Processors are optional in configuration terms, but memory_limiter and batch are common production defaults. Without batch, many backends will receive smaller, less efficient payloads.
Why should memory_limiter come first in a pipeline?
memory_limiter applies backpressure to upstream receivers when memory is constrained.
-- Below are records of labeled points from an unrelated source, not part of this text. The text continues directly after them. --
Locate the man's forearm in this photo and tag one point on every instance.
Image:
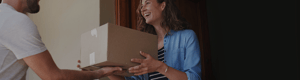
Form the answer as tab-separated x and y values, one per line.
116	77
78	75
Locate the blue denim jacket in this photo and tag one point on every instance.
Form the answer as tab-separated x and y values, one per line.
182	52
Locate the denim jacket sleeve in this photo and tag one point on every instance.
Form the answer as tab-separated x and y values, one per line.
192	63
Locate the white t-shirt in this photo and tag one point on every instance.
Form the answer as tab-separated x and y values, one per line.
19	38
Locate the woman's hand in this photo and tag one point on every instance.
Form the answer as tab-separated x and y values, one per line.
148	65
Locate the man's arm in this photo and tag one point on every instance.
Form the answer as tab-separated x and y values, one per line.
43	65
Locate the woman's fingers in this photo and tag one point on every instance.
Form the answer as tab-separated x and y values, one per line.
137	60
145	54
141	71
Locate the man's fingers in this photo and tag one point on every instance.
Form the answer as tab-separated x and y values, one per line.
119	72
144	54
117	69
141	73
137	60
135	67
139	70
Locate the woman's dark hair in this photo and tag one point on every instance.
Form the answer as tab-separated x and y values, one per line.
172	19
If it appears later in the chain, processors ahead of it consume memory on data that will then be refused, increasing the risk of an OOM crash before backpressure takes effect.
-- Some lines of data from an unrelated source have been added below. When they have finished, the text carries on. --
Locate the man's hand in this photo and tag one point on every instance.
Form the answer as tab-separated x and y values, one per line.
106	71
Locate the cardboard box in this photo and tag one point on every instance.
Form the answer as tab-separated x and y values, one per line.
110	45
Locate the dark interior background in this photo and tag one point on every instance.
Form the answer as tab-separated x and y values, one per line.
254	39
Why should batch come after sampling processors?
Batching should only group data that will actually be exported. If batch runs before tail_sampling or filter, it groups records that will later be dropped. It also makes tail-sampling behavior harder to reason about.
What is the difference between tail sampling and probabilistic sampling?
Probabilistic sampling applies a fixed percentage to each trace independently and is stateless. Tail sampling buffers all spans for a trace and makes a policy-based decision after the trace completes, enabling rules like "keep all error traces." Tail sampling is more capable but requires all spans for a trace to reach the same Collector instance, which adds routing complexity in multi-instance deployments.
Can processors break telemetry semantics?
Yes. filter can create orphaned spans if parent spans are dropped without their children. transform can break metric identity if attributes that are part of a metric's unique identity are modified. Both include official warnings about these risks in their documentation.
What is error_mode: ignore in the filter and transform processors?
error_mode: ignore tells the processor to skip an OTTL expression silently when it encounters an error, such as when an expected attribute is missing. Without it, expression errors can cause unexpected drops or pipeline halts. In production, ignore is the safe default.